Hanno inoltre prezzato almeno 110 punti base di allentamento per il prossimo anno, a partire da marzo, il che ha visto i rendimenti obbligazionari a due anni scendere di 18 punti base la scorsa settimana.

Questa previsione di allentamento della politica è notevolmente più aggressiva rispetto a quella prezzata per il resto del mondo sviluppato, un motivo importante per cui il dollaro statunitense ha girato la coda.

Il dollaro era più debole a 138,55 yen, ma ancora in rialzo rispetto al minimo di 137,25, dopo una perdita del 2,4% la scorsa settimana. L'euro è rimasto fermo a 1,1226 dollari, dopo aver registrato un'impennata del 2,4% la scorsa settimana per superare il suo precedente top dell'anno a 1,1096 dollari.
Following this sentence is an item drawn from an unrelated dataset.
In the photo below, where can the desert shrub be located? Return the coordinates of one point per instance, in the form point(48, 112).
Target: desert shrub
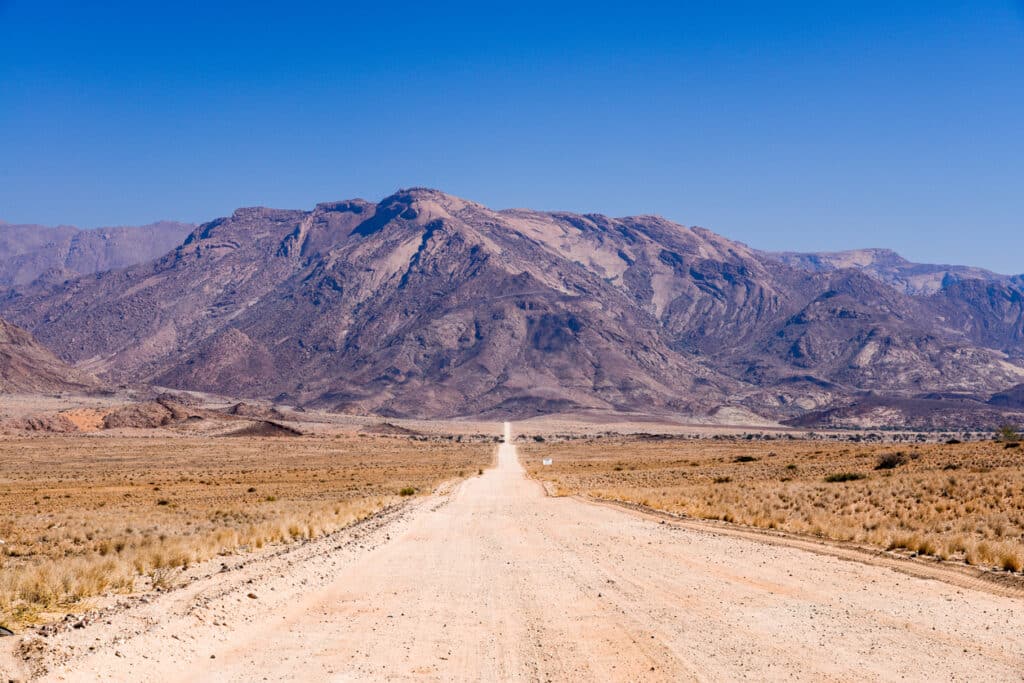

La sterlina si è attestata a 1,3089 dollari, dopo un aumento dell'1,9% la scorsa settimana, con gli investitori che attendono con ansia i dati sull'inflazione del Regno Unito nel corso della settimana, dove un altro risultato elevato aumenterebbe il rischio di ulteriori rialzi dei tassi.

"Un aumento del CPI core può incoraggiare i mercati finanziari a prezzare un ulteriore inasprimento da parte della Banca d'Inghilterra e spingere GBP/USD verso la resistenza al rialzo a 1,3328 dollari", hanno detto gli analisti di CBA in una nota.

L'indice del dollaro ha oscillato a 99,989, dopo aver perso il 2,2% la scorsa settimana.

Il calo dei rendimenti obbligazionari ha sostenuto l'oro non legato al rendimento a 1.954 dollari, dopo aver registrato la migliore settimana da aprile.

Anche i prezzi del petrolio sono stati sostenuti dai tagli all'offerta dell'OPEC, che ha visto il greggio guadagnare per tre settimane di fila prima di incappare in prese di profitto. I prezzi sono stati messi sotto pressione anche dalla ripresa della produzione libica nel fine settimana.

Il Brent è sceso di 71 centesimi a 79,16 dollari al barile, mentre il greggio statunitense è sceso di 66 centesimi a 74,76 dollari.